Domenic M. Recchia Jr., a former councilman from Brooklyn.CreditRobert Stolarik for The New York Times
In the half-hour debate, hosted on Friday by WABC-TV (Channel 7), the candidates largely played to type, at times appearing to relish the event’s devolution into shouting. Mr. Grimm, a former Federal Bureau of Investigation agent once nicknamed “Mikey Suits” for his sartorial leanings, was the more polished jouster. Mr. Recchia, a former city councilman, seemed to speak mostly in exclamation points.
When Mr. Grimm argued that, as a Democrat, Mr. Recchia “won’t even be at the table when big issues are coming up,” Mr. Recchia bellowed at least four times, “You’re not at the table!”
“How would you know?” Mr. Grimm asked between grins. “You’re not in Congress.”

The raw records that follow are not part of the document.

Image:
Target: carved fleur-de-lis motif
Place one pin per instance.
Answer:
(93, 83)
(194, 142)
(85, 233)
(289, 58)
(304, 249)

“Let’s not get into another shouting match,” the moderator, the news anchor Diana Williams, said plaintively from across a glass table.
Even before the debate, attack lines in the race, an apparent tossup less than three weeks before Election Day on Nov. 4, have vacillated between unsubtle and befuddling.
Mr. Recchia released an ad last month listing the counts against his rival, who was indicted in April on federal charges that he hired undocumented immigrants at his Manhattan health-food restaurant, Healthalicious, and lied about it to federal investigators.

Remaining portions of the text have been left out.